Unlike the first three areas of self-study that focus on understanding and assessing the efficacy of innovations that have been or will be implemented by the university, the fourth area of self-study, information literacy, is a developmental inquiry. The nature of information delivery and its use has changed in dramatic ways in the last twenty years. Indeed, a major theme that permeated our last reaffirmation activities centered on the delivery and use of electronically generated information and our use of electronic data in planning, budgeting, and assessment. Similarly, the sources and types of information used by students have changed dramatically. They no longer only get information through textbooks, journals, class handouts, library collections, and other materials carefully vetted by faculty and professional staff. Instead, students today far more often obtain information as "free agents." They have easy access to electronic information from home, residence halls, and libraries. Some of this information is reliably vetted, and some is of questionable origin and value. Instructional materials are now provided to students in a variety of ways, e.g., map rooms, slide presentations in art history, group listening of auditory samples in music theory courses, and headset listening in language laboratories.
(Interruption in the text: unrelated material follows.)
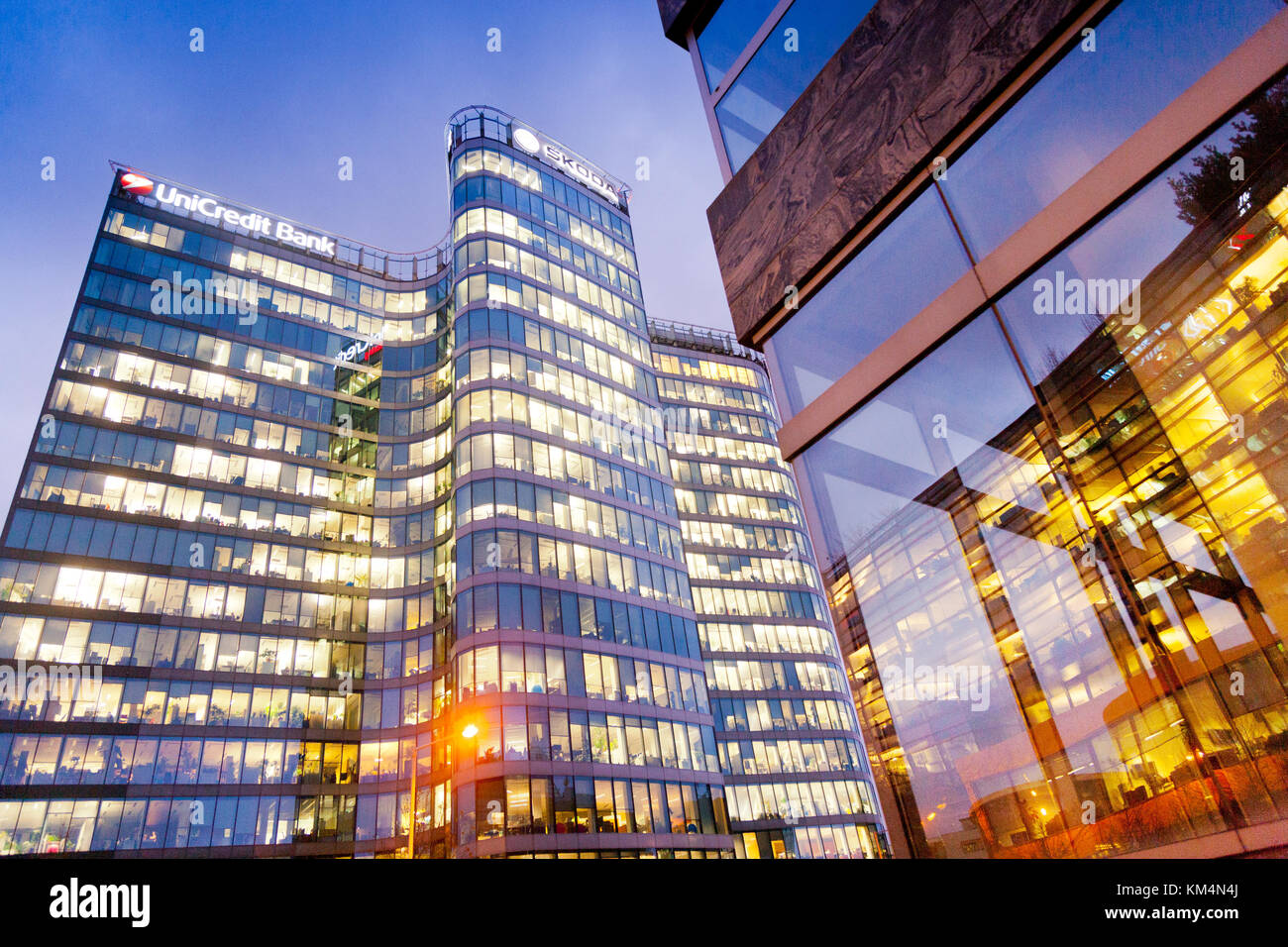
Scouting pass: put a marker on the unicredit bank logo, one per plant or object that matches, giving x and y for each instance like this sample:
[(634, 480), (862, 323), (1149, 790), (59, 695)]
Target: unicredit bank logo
[(136, 183), (259, 224)]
This theme focuses on the development of a principled study that will lead to an institutional understanding of the degree to which it can responsibly address these changes in information technology and its pedagogical applications and consequences. The proposed inquiry, formulated under the direction of the University Librarian as a member of the WASC Executive Steering Committee, will emphasize three primary issues:

  • "e-stores," 
  • class management and information systems, and 
  • the vetting of information sources.

The first of these, "e-stores," is concerned with the degree and manner by which the university has provided high quality, reviewed materials accessed through electronic means, e.g., maps, journals, art, and primary source data sets. The second, class management and information systems, investigates the degree to which the university has provided tools, though the electronic media, for the management and improvement of class-based instruction. The third, and perhaps most important and most difficult, addresses the vetting of information by focusing on critically important student-learning outcomes. The following questions will be the focus of this component of inquiry:

  • Are students instructed in how to critically review information from electronic sources?
  • Are students able to detect bias in information?
  • Should there be a unit with responsibility for teaching students how to use information from electronic sources in a critical and ethical manner, or should this be a shared responsibility of all academic programs?
  • Should such instruction be embedded in general education requirements?
  • Are vetting processes homogeneous, or are they discipline specific?

Proposed Actions

We anticipate that this study will result in a series of conversations, inquiries, and a written report with recommendations that will serve as the basis for the development of an action plan. An outline of preliminary findings will be available at the time of the Capacity and Preparatory Review. By the time of the Educational Effectiveness Review, a fully articulated report and action plan will be available to the University community and reviewers. At least one reflective essay will be written in response.